Bed & Breakfast Inns and Ranches of Wyoming

 

Wyoming - The Equality State

Wyoming has from its earliest days offered women unprecedented opportunities and freedoms.  The reason why is not certain.  One explanation has to do with the extreme scarcity of women.  In Wyoming's early days, women were so rare that towns like Laramie advertised for women emigrants in eastern newspapers.  Perhaps women were more highly valued as a result, or perhaps they were too few to have much impact, no matter what they did, and so were granted greater freedoms.  Or perhaps Wyoming's general attitude of egalitarian independence -- of minding your own business and letting your neighbors mind theirs -- simply included women neighbors as well as men.  Whatever the reasons, here are a few feminist firsts that we are proud to say happened in Wyoming.

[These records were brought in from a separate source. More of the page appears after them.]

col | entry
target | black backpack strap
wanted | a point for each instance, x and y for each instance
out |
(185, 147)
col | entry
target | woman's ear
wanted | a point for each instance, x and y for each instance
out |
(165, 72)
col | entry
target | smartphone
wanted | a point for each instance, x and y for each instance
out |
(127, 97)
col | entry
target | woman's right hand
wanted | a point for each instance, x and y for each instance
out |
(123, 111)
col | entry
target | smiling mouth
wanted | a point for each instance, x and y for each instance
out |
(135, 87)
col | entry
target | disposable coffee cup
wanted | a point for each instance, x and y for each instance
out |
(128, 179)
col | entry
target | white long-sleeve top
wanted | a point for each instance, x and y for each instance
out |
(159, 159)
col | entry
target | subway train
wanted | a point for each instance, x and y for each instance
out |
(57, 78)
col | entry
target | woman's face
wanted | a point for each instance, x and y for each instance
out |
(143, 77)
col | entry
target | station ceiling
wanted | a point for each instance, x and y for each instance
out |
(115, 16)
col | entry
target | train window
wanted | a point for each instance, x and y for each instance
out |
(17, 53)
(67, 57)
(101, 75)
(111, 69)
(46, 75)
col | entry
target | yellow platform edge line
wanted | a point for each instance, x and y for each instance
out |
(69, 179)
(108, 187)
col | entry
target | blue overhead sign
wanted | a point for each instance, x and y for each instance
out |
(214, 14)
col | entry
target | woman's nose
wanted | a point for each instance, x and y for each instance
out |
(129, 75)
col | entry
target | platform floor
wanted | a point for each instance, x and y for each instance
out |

Wyoming was the first territory in the United States to extend women the right to vote, doing so with little fanfare in its 1869 territorial legislature with a bill introduced by William H. Bright, a saloon keeper from South Pass City.  He was ably assisted by Edward Lee, the Secretary of Wyoming Territory and a prominent suffragist.  The legislators' motives were undoubtedly mixed.  One big incentive was the notion that giving women the vote would attract attention and settlers to the territory, but the legislature's overall work does showed consistent concern for the rights of women.  Other laws adopted were not as radical as the voting issue, but were still on the leading edge of what was happening with women's rights elsewhere in the United States.  These laws gave women control over their personally owned property and earnings, required that men and women heirs be treated equally when a person died without a will, and specified that mortgages taken out against a homestead were not binding on a wife unless she had signed it as well as her husband.  When Wyoming's women got their first chance at the polls in September of 1870, the majority of them turned out and voted two to one for the Republican party, even though it had been a Democratic legislature that had given them suffrage.  Although the Democrats schemed ways to punish the women for their lack of gratitude, the suffrage act was never repealed.

In the same year, Secretary Lee had another South Pass City resident, Esther Hobart Morris, appointed to fill a vacant justice of the peace position, making her the nation's first woman judge.  Morris has been widely but wrongly credited for providing the impetus for her legislator's suffrage bill.  Rather, Morris seems to have been simply a competent person seeking to supplement the family income.  She would have liked to have run for a second term, but could not get a political party to nominate her for the position.

In the following year, women were called to sit on the nation's first mixed-sex jury for a murder trial in Laramie.  Despite scandalous rumors nationwide, the women were conscientious and capable jurors and indeed took their jobs more seriously than their male counterparts.  The women influenced the jury to hand down a manslaughter verdict when an all-male jury would almost certainly have acquitted the suspect.  According to one source, such an unsympathetic view of general frontier wildness convinced a number of the town's riffraff to move on, pleasing the town's women greatly.

Although Wyoming didn't necessarily become a central bastion for women's rights -- women here were generally too overworked and isolated to have time, energy, or money for extra activities -- it continued to demonstrate an egalitarian attitude.  There were movements to delete the suffrage statute from the constitution when Wyoming applied for statehood, but the movements failed.  Wyoming thus became the first state to allow women the vote.  In 1894, Mrs. Estelle Meyer was the first woman in the United States to be elected to a state office when she became Wyoming's State Superintendent of Public Instruction.  The town of Jackson elected the nation's first all woman town government in 1920, and in 1924, Mrs. Nellie Tayloe Ross became the nation's first woman governor.  (Although Texas also elected a woman governor on the same day, Wyoming claims priority since Ross was inaugurated before the Texas governor.)